He jerks the gun an inch to the right, and both barrels explode.

Shiloh can’t hear anything. There’s too much blood to hear. She feels something at her back: a pressure. It knocks her over, out of her desk. She twists to see. There’s ringing everywhere. There’s shouting everywhere. There’s color everywhere. And, when the colors coalesce, she sees it: what’s left of Benjamin is slumping over her desk. His arm is flailed out and twitching, and his hand is searching. She can’t move. She sees the hand scuttle over her waist and arm. She shuts her eyes and feels his hand grab hers.

Her eyes fly open, and there is nothing. But then a haze appears, clouds of smoke and wisps of incense. She’s on her knees. She’s wearing a single piece of bleached linen that covers her from shoulder to ankle. The silence hums. She thinks it’s an engine, a machine, and then she hears a pattern, something like words, one word, repeated three times. Everything shakes. The ground shatters and tinkles away.

Four things whip through the smoke, covered over in blinking eyes. Seven strikes of lightning. Seven thuds of thunder. The things look like every living thing fused together. Each has four heads; each has four wings. All their wings are touching. They are an infinite square. And above that square is a pulsing field, pure energy visualized. A golden throne is there, and a lamb is standing on it: blood dried around its neck, seven horns upon its head, seven eyes across its face.

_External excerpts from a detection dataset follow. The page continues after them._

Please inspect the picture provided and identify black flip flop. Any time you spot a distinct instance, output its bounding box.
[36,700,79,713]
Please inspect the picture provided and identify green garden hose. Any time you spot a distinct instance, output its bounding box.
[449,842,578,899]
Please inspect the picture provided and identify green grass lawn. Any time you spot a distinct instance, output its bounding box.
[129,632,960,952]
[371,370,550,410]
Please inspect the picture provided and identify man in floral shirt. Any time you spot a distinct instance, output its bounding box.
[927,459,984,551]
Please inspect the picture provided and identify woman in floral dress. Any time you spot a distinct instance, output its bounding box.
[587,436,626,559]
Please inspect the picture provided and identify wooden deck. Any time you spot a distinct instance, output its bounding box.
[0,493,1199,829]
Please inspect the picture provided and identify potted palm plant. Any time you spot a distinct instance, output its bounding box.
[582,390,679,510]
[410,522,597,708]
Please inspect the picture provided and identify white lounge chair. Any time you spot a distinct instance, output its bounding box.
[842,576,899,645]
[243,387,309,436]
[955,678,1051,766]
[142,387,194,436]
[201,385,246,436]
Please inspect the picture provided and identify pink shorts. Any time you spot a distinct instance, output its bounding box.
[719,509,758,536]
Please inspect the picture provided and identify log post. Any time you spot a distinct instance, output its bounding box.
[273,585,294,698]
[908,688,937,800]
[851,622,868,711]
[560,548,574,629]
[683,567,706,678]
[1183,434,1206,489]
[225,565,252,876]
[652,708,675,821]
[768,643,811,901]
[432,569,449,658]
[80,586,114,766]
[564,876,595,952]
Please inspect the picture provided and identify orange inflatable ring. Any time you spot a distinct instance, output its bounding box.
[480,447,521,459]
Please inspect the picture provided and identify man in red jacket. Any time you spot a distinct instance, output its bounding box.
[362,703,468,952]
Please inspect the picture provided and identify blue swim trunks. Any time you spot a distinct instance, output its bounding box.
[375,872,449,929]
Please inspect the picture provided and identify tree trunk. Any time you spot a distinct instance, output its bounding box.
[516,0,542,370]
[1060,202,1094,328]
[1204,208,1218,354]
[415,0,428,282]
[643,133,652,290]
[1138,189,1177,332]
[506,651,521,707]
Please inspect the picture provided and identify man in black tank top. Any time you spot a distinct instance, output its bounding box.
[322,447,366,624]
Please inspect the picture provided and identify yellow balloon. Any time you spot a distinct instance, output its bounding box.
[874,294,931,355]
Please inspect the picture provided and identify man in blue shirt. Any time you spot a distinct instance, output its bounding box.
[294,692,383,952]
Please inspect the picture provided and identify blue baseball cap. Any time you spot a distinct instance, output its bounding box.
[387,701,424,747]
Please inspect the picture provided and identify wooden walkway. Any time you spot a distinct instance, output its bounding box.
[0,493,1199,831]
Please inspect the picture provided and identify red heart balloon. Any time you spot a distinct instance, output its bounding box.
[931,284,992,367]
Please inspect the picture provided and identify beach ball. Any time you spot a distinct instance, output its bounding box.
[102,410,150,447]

Shiloh’s clawing herself away from it. She’s moving without distance above the void. But then there’s pressure all over and endless wings of feathers and skin, swirling around, gusting the incense, flickering the seven candles that hang from nothing. Hands grab her and stand her up.

There’s a fire, a coal clamped in tongs. The tongs press the coal to her lips, then to the palms of her hands; but there’s no pain. Something holds a white stone to her mouth. She swallows it without knowing why. And then another hand appears. It’s hovering over her head, holding a golden vase. The vase tips, and oil streams out, olive oil spiked with myrrh and cinnamon. She feels the oil drip down her nose and cheeks and neck, run down her shoulders, trickle down her legs and onto her feet.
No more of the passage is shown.